This is a small project where you pull together many Python features to solve a realistic data problem. Download tiptop.zip to get started. The file "tiptop.py" is included as a starting point, but it is basically blank, so you are creating and testing your functions from scratch. This project does not require map/lambda.
Suppose there's this new social network called TipTop. Each poster has a handle like '@alice'
. TipTop posts have tags like '#watsup'
and '#meh'
.
A "posts" text file records the statistics about a series of posts in following format: each line in the file represents one post by a poster. The first word on the line is the poster, e.g. '@alice'
, followed by 0 or more tags, like this:
@alice^#meh^#wut @rose^#woot^#bleh^#NOPE @dude @ALICE^#hope ...
The line is divided into parts by '^'
. The poster and tags will not contain '^'
, but may contain any other chars. Your code should identify the poster and tags by their position on the line, not by assuming that the first char is '@'
or '#'
.
We'll say a "tags" dict has a key for each tag, and its value is a nested list of the posters that posted with that tag. The list of posters should not have duplicates in it; a poster should be in the list at most once. The poster and tag names should be converted to lowercase form.

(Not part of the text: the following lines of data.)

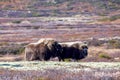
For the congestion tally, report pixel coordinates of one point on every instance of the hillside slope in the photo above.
(36, 8)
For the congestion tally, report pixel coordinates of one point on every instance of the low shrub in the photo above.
(95, 42)
(114, 44)
(104, 56)
(12, 49)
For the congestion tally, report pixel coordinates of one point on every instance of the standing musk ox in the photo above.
(44, 49)
(75, 50)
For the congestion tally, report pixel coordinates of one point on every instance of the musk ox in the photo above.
(75, 50)
(44, 49)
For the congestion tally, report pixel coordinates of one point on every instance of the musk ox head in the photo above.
(54, 47)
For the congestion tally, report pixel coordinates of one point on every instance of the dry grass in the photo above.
(95, 52)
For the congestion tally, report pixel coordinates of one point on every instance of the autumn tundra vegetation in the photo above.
(59, 39)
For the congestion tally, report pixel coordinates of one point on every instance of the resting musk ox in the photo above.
(75, 50)
(44, 49)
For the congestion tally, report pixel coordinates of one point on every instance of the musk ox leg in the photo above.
(30, 57)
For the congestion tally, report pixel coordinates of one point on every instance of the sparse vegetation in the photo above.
(114, 44)
(101, 55)
(12, 49)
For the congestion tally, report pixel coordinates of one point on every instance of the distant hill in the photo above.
(64, 8)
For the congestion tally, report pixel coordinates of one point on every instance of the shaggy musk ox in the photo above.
(44, 49)
(75, 50)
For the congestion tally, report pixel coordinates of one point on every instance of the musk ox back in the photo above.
(75, 50)
(44, 49)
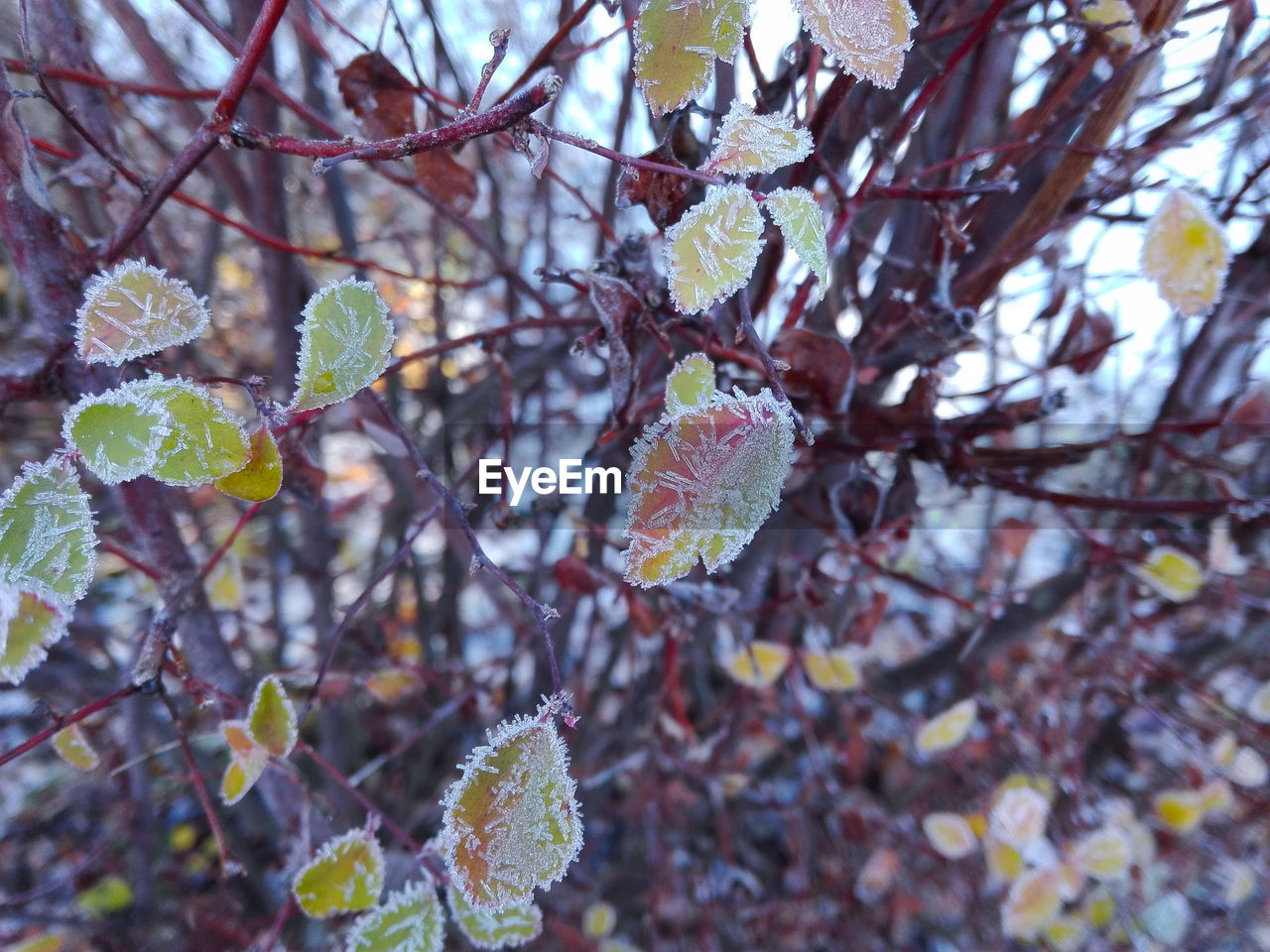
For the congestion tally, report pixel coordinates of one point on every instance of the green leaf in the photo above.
(46, 532)
(748, 143)
(135, 309)
(272, 719)
(506, 928)
(345, 876)
(28, 625)
(262, 476)
(677, 42)
(712, 249)
(206, 440)
(344, 343)
(408, 920)
(117, 433)
(798, 216)
(511, 821)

{ ... '#meh': ['@juliette', '@alice', '@arun'], '#texas': ['@miguel', '@rose'], ... }
The tiptop.py program takes a posts file as its one command line argument, reads it into the tags dict, and prints a report of all the tags. Print the tags in alphabetical order, one per line. For each tag, print its posters in alphabetical order, indented by 1 space, like this:
$ python3 tiptop.py small.txt #bikelife @bfranklin @celine @tkirk #bleh @at @celine ... #whatevs @bob @sal
The starter file tiptop.py has the minimal structure of a Python program, but you need to design and type in the functions yourself. You should have a function that reads the posts text file into a tags dict. You should have another function that prints out the tags dict. The main() function should knit the two functions together. See wordcount.zip for an example of this pattern.
The functions other than main() should have 1-sentence """Pydoc""". Doctests are not required, but may be the easiest way to be confident that your code works correctly. Your program should be able to process these input files: test1.txt test2.txt small.txt big.txt
$ python3 tiptop.py test1.txt #aaa @alice @bob #bbb @alice @bob $ python3 tiptop.py big.txt #bestlife @alice @at @bfranklin ... #zippy @bfranklin @bitso @eric27 @jack @vputin
Once your code is cleaned up and works right, creating order out of chaos, please turn in your tiptop.py and ghost.py files on Paperless as usual.